Today, Pam MacEwan, CEO for the Washington Health Benefit Exchange, issued the following statement related to the Office of the Insurance Commissioner’s announcement of 2018 health insurance plan filings for Washington state:
“Despite the strength and stability of our state’s marketplace efforts, we were disappointed with the health insurance filing proposals submitted with the Office of the Insurance Commissioner (OIC) for participation on the 2018 Exchange. While we are seeing a number of carriers returning this year, we also were dismayed by the role federal uncertainty played into the decision of others to discontinue offering products or scale back their existing service areas. This federal uncertainty is tied to whether the administration will continue to fund cost-sharing reductions (CSRs) or enforce the individual mandate.
“What makes today’s announcement particularly difficult is that the market forces at work are occurring outside of the Exchange’s purview and disrupting what was viewed as a stabilizing health insurance marketplace. And as we continue to wait for administrative guidance on these issues, we must watch as administrative indecision adversely affects our customers who rely on the Exchange to secure coverage – often with financial help – for themselves and their families.
“Of particular concern is the shrinking of coverage offerings that may leave two counties – Grays Harbor and Klickitat – with no Exchange coverage options. This may leave more than 2,100 people currently on the Exchange without access to tax credits or CSRs in 2018. And for Grays Harbor this is a huge issue as last year enrollees averaged $408 in tax credits to help offset the cost of premiums – the third-highest such average in the state. We have already started conversations with OIC and state leaders to find a suitable solution for those customers in these two counties. It is our expectation that we will find a way to continue to bring financial relief to those purchasing health insurance coverage in the areas affected.

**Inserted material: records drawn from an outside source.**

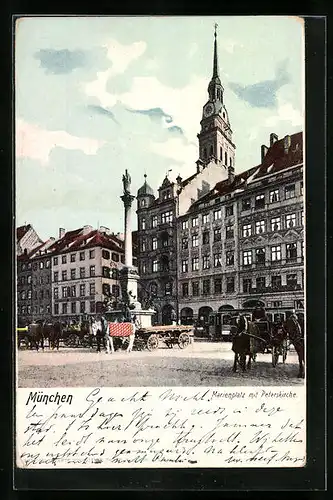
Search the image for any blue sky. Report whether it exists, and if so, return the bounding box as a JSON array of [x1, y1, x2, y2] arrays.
[[15, 16, 304, 239]]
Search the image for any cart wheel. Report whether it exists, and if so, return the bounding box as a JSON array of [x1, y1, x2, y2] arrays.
[[178, 333, 191, 349], [147, 335, 158, 351], [272, 347, 279, 368]]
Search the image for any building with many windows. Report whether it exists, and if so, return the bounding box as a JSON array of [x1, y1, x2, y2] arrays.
[[136, 28, 304, 324], [177, 133, 304, 321]]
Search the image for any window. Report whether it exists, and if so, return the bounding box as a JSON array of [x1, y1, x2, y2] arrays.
[[202, 255, 210, 269], [271, 217, 281, 231], [192, 257, 199, 271], [225, 205, 234, 217], [214, 278, 222, 293], [243, 278, 252, 293], [272, 245, 281, 262], [242, 198, 251, 210], [272, 274, 282, 290], [182, 237, 188, 250], [214, 227, 221, 242], [287, 274, 297, 288], [214, 252, 222, 267], [243, 224, 252, 238], [256, 220, 265, 234], [284, 184, 295, 200], [225, 250, 235, 266], [111, 252, 119, 262], [161, 211, 173, 224], [225, 224, 234, 240], [202, 214, 209, 224], [243, 250, 252, 266], [102, 250, 110, 260], [202, 280, 210, 295], [286, 243, 297, 260], [286, 214, 296, 228], [256, 276, 266, 290], [153, 259, 158, 273], [192, 234, 199, 247], [227, 276, 235, 293], [254, 193, 265, 208], [214, 209, 222, 220], [269, 189, 280, 203], [202, 231, 209, 245], [192, 281, 199, 297], [256, 248, 265, 264]]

“We recognize the ambiguity around the federal position on CSRs and the mandate make for a challenging business environment for all carriers. We respect their decisions and hope to see them fully participate in future years. And while we are not the cause of these issues, we are already hard at work to help find a solution that continues to build stability, increase coverage options and is in the best interest of the Exchange, the state and, most importantly, the people of Washington. We have come too far in the last five years to start going backward now.”